1347 Frauen und 782 Männer, im Alter zwischen 18 und 64 Jahren haben an der Erhebung teilgenommen. Die ermittelten Daten sind für drei Altersgruppen repräsentativ: 19 bis unter 25 Jahre, 25 bis unter 51 Jahre und 51 bis unter 65 Jahre. Wieviel die Teilnehmer essen und trinken, wurde mit einem einmal wiederholten 24-Stunden-Recall mit einer speziellen Software (Globo Diet) durchgeführt. Das heißt, die Teilnehmer wurden befragt, was sie am Tag davor gegessen und getrunken haben. Um diese Daten abzusichern, wurden sie ein zweites Mal zu ihren Essgewohnheiten interviewt. Damit die Testpersonen die Portionsgrößen und Mengen besser abschätzen können, wurden Fotobücher von Speisen und Lebensmitteln verwendet. Die Befragung erfolgte nach Vorgaben der European Food Safety Authority (EFSA). Wieviel Energie und Nährstoffe in den einzelnen Speisen stecken, wurde mit Hilfe des Bundeslebensmittelschlüssels ausgewertet und für die Brechnungen zur Aufnahme herangezogen.
Wissenswert
Eine repräsentative Stichprobe ermöglicht es, aus einer kleineren Auswahl Aussagen über eine größere Menge zu treffen. Dabei spielt es vor allem eine Rolle, wie die Stichprobe zusammengesetzt ist.
Fazit
Der Ernährungsbericht gibt ein umfassendes Bild der aktuellen Ernährungssituation der österreichischen erwachsenen Bevölkerung.

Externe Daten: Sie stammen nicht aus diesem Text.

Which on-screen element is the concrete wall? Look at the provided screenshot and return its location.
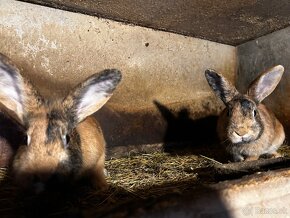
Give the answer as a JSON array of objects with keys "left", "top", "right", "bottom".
[
  {"left": 237, "top": 27, "right": 290, "bottom": 134},
  {"left": 0, "top": 0, "right": 236, "bottom": 149}
]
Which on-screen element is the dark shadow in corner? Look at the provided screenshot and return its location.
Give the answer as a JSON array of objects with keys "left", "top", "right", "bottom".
[
  {"left": 0, "top": 112, "right": 26, "bottom": 167},
  {"left": 154, "top": 101, "right": 227, "bottom": 161}
]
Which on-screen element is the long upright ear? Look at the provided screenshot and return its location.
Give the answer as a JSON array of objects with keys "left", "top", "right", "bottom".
[
  {"left": 248, "top": 65, "right": 284, "bottom": 103},
  {"left": 205, "top": 69, "right": 239, "bottom": 105},
  {"left": 0, "top": 54, "right": 42, "bottom": 125},
  {"left": 63, "top": 69, "right": 122, "bottom": 124}
]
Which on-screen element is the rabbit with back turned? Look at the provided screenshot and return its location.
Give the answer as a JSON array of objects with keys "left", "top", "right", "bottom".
[
  {"left": 0, "top": 55, "right": 121, "bottom": 192},
  {"left": 205, "top": 65, "right": 285, "bottom": 161}
]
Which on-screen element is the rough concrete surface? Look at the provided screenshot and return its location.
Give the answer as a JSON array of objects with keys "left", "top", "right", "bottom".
[
  {"left": 18, "top": 0, "right": 290, "bottom": 45},
  {"left": 237, "top": 27, "right": 290, "bottom": 137},
  {"left": 0, "top": 0, "right": 236, "bottom": 145}
]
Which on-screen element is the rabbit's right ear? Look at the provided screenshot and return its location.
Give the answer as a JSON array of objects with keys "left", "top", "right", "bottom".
[
  {"left": 205, "top": 69, "right": 239, "bottom": 104},
  {"left": 0, "top": 54, "right": 41, "bottom": 125},
  {"left": 63, "top": 69, "right": 122, "bottom": 126}
]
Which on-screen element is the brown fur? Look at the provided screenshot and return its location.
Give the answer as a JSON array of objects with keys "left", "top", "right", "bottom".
[
  {"left": 0, "top": 54, "right": 121, "bottom": 192},
  {"left": 205, "top": 65, "right": 285, "bottom": 161}
]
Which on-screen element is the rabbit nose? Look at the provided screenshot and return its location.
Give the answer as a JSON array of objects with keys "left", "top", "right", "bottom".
[{"left": 234, "top": 130, "right": 247, "bottom": 137}]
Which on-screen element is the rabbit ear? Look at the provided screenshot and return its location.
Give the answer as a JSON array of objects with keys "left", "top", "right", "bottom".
[
  {"left": 63, "top": 69, "right": 122, "bottom": 125},
  {"left": 0, "top": 54, "right": 41, "bottom": 125},
  {"left": 205, "top": 69, "right": 239, "bottom": 104},
  {"left": 248, "top": 65, "right": 284, "bottom": 103}
]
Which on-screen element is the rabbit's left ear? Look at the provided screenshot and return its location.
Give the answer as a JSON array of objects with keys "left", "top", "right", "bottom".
[
  {"left": 63, "top": 69, "right": 122, "bottom": 125},
  {"left": 248, "top": 65, "right": 284, "bottom": 103}
]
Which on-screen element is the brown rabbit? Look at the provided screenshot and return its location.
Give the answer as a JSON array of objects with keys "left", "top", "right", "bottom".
[
  {"left": 205, "top": 65, "right": 285, "bottom": 161},
  {"left": 0, "top": 55, "right": 121, "bottom": 192}
]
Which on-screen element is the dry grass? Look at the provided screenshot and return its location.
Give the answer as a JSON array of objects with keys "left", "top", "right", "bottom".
[{"left": 0, "top": 146, "right": 290, "bottom": 217}]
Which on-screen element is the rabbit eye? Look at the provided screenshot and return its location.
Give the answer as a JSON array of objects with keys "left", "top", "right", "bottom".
[
  {"left": 253, "top": 110, "right": 257, "bottom": 117},
  {"left": 61, "top": 135, "right": 70, "bottom": 148},
  {"left": 65, "top": 135, "right": 70, "bottom": 144},
  {"left": 23, "top": 134, "right": 31, "bottom": 145}
]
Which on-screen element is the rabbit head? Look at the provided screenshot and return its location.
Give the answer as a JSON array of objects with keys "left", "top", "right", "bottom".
[
  {"left": 0, "top": 55, "right": 121, "bottom": 191},
  {"left": 205, "top": 65, "right": 284, "bottom": 161}
]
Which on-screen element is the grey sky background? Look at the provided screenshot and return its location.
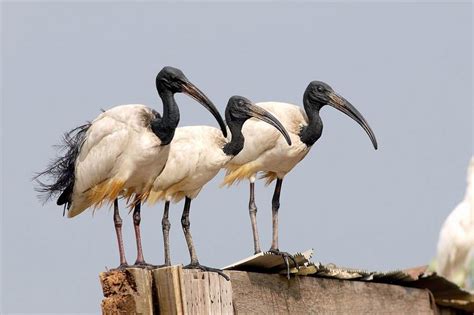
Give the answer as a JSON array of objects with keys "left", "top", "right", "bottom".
[{"left": 0, "top": 2, "right": 473, "bottom": 313}]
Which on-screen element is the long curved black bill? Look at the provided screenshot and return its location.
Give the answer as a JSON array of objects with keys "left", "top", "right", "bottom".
[
  {"left": 183, "top": 81, "right": 227, "bottom": 138},
  {"left": 328, "top": 92, "right": 378, "bottom": 150},
  {"left": 247, "top": 104, "right": 291, "bottom": 145}
]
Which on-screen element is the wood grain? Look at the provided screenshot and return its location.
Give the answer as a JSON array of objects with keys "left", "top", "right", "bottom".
[{"left": 229, "top": 271, "right": 436, "bottom": 314}]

Dabei zeigt sich, dass Frau und Herr Österreicher gerne essen, tendenziell zu fett und zu süß, jedoch bei Obst- und Gemüse sowie Getreide noch kräftiger zulangen dürfen.
Literatur
Bundesministerium für Gesundheit und Frauen: Österreichischer Ernährungsbericht 2017: www.bmgf.gv.at/home/Ernaehrungsbericht2017 (Zugriff am 11.11.2017)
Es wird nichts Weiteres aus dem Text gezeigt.